Des logiciels d’aide au diagnostic
Des start-up d’IA dans la santé développent des outils d’IA pour l’aide au diagnostic, et au pronostic. À titre d’exemple, Therapixel aide au diagnostic du cancer de sein sur les mammographies. AZmed, un autre exemple, aide au diagnostic de fracture osseuses sur des radiographies. Ces outils aident considérablement les professionnels de santé aussi bien manipulateurs que radiologues et urgentistes.
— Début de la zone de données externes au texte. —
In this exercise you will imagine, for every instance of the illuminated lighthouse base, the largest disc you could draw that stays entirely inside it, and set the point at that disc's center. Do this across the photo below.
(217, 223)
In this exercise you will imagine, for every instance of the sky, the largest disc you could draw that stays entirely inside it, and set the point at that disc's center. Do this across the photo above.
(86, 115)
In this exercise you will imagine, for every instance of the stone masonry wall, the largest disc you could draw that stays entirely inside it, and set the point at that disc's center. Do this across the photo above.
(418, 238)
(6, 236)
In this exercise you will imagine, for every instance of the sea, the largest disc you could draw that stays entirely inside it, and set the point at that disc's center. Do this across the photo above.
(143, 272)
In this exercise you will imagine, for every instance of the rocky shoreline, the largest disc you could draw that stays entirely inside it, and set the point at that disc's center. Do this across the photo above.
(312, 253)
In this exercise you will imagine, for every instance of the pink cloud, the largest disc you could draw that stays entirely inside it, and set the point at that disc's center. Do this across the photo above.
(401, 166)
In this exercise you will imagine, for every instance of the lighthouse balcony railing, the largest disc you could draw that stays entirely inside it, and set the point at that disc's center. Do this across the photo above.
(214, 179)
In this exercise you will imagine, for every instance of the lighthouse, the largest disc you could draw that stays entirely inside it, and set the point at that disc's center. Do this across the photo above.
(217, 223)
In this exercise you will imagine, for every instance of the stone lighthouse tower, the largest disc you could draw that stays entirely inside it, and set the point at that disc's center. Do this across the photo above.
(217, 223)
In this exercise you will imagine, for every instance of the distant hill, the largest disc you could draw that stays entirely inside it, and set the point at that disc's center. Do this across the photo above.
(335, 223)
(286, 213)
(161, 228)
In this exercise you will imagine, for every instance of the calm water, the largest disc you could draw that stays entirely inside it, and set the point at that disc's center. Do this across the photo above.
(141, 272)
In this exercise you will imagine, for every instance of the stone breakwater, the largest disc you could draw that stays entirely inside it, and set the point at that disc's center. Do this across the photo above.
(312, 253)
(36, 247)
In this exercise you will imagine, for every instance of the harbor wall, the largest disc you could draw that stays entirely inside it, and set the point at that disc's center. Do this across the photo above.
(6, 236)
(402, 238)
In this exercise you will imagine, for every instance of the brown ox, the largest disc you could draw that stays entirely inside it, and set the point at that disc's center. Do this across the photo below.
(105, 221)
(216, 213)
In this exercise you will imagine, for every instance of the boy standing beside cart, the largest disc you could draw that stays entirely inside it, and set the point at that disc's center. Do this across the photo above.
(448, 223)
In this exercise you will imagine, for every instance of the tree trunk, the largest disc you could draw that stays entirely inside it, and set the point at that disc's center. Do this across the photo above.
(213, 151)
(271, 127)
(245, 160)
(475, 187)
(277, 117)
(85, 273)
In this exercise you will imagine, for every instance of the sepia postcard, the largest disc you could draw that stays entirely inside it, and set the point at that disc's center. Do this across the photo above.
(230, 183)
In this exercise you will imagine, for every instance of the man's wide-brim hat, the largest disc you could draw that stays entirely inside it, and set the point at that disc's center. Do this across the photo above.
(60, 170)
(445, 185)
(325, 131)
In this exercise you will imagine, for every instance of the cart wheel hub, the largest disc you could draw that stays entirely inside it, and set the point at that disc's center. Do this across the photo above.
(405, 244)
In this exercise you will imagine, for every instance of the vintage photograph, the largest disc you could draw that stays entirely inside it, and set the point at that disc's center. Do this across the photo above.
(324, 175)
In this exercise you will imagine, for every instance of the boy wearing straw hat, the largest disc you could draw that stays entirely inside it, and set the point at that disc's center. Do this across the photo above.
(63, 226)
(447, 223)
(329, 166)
Ils sont considérés comme des dispositifs médicaux ayant une finalité médicale, et bénéficient donc d’un marquage CE. Toutefois, il peut y avoir des erreurs. L’IA n’est pas fiable à 100% et présente des limites (biais dans l’entraînement, cyberattaque, erreur dans le résultat etc…), c’est pourquoi le médecin garde la décision finale du diagnostic. Ces outils ne sont pas là pour remplacer le professionnel de santé mais pour l’aider, l’assister, l’optimiser.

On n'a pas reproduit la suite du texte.